Kadang-kadang
aku berfikir, mengapa tidak ada yang mau seperti aku ya? Aku ini adalah seorang
gendut yang mungkin baik, tapi mungkin juga jahat. Aku tidak pernah panic. Aku tidak
mau berlomba-lomba ke atas sana. Di bawah sini rasanya lebih nyaman. Anginnya tidak
sebesar di atas sana. Sisiran rambutku tidak mudah kusut jika aku tetap berdiri
di bawah sini. Aku masih bisa menikmati suara-suara yang selalu membisikkan
sesuatu ke dalam otak dan pikiranku.
Suara itu pernah berkata:
“Biar saja kau begini. Biar saja kau berteman dengan tembok-tembok disekitarmu. Tembok-tembok itu selalu mau menerima apapun yang kau tulis. Tembok-tembok itu akan selalu bersedia kau corat-coret dengan tulisan burukmu, itupun jika kau kehabisan kertas. Kalau saja ada yang tidak setuju dengan pemikiranku, itu boleh-boleh saja.”
“Biar saja kau begini. Biar saja kau berteman dengan tembok-tembok disekitarmu. Tembok-tembok itu selalu mau menerima apapun yang kau tulis. Tembok-tembok itu akan selalu bersedia kau corat-coret dengan tulisan burukmu, itupun jika kau kehabisan kertas. Kalau saja ada yang tidak setuju dengan pemikiranku, itu boleh-boleh saja.”
Aku tidak akan
pusing dengan semua ini. Hanya malaikat kematian yang mampu menghentikanku
meludahi kertasku dengan ledakan perasaan yang selalu kutumpahkan lewat
tulisanku. Nada-nada minorku selalu mau berteman baik dengan aku. Walaupun sang mayor kadang-kadang
menjadi bahan pemikiranku yang ruwet.
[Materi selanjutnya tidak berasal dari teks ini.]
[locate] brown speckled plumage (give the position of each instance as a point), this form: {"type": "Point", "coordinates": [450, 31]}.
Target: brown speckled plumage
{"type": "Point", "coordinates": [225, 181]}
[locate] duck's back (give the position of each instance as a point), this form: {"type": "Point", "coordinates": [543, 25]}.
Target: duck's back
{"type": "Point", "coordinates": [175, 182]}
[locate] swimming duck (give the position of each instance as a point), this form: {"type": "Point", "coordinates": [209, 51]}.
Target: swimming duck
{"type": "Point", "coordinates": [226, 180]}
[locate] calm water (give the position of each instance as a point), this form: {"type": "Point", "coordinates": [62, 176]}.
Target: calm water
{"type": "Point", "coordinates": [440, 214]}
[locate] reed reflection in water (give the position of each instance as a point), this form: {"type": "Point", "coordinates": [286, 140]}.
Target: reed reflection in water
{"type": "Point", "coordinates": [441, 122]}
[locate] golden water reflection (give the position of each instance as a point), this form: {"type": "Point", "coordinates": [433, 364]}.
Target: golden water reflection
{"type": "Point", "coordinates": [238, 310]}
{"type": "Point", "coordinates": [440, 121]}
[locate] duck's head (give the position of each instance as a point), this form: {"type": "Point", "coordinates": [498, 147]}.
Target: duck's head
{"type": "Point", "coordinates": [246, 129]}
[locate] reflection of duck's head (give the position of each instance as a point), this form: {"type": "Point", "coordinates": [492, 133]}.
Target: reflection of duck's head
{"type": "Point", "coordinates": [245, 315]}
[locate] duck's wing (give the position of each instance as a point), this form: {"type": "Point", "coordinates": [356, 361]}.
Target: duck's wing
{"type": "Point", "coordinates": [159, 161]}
Aku tidak perlu pandai menggauli
melodi-melodi mayor.
Sudah sepuluh
tahun aku mengunjungi dunia seni ini. Banyak yang aku dapat pelajari dari semua
ini. Aku mensyukuri semua keberhasilanku, kehancuranku, dan kegagalanku. Aku hanya
ingin pengabdianku tidak sia-sia. Jika kamu enggan menikmatinya, mungkin anak
cucuku kelak mau menikmati jerih payahku. Teruskan saja latihanmu itu, jangan
hiraukan aku. Aku akan tetap duduk disini, kau tidak akan menemukan kesulitan
dalam mencariku.
Aku ada disitu,
ya . . . di situ, di dalam dadamu. Ada sebuah ruangan sempit tak berwarna, tak
bercahaya, dan tak juga wangi. Aku ada di belahan jiwa, sisi lain yang tak
pernah kau sadari. Sisi yang sangat lembab dan dingin, sisi yang sangat peka,
sisi abu-abu, tidak putih dan tidak juga hitam.
Memang aku
seperti itu, jika kamu mengumpamakan aku seperti sesuatu yang ada di dirimu? Ya
aku adalah kalbumu yang jahat dan baik. Ah . . . sebentar, aku kurang setuju
dengan kalimat jahat itu, karena aku tidak merasa jahat. Mungkin lebih tepatnya
aku seperti buah durian. Ya ya . . . buah durian, tepat sekali itu. Kulitnya berduri,
susah dikupas, tapi rasanya enakkk sekali, itupun kalau kau beruntung. Karena banyak
juga durian yang dalamnya busuk.
Sebagian orang
menyukai buah durian, tapi sebagian lagi tidak menyukainya, bahkan terkadang
mereka muntah ketika mencium baunya. Durian itu keras kepala, sama seperti aku.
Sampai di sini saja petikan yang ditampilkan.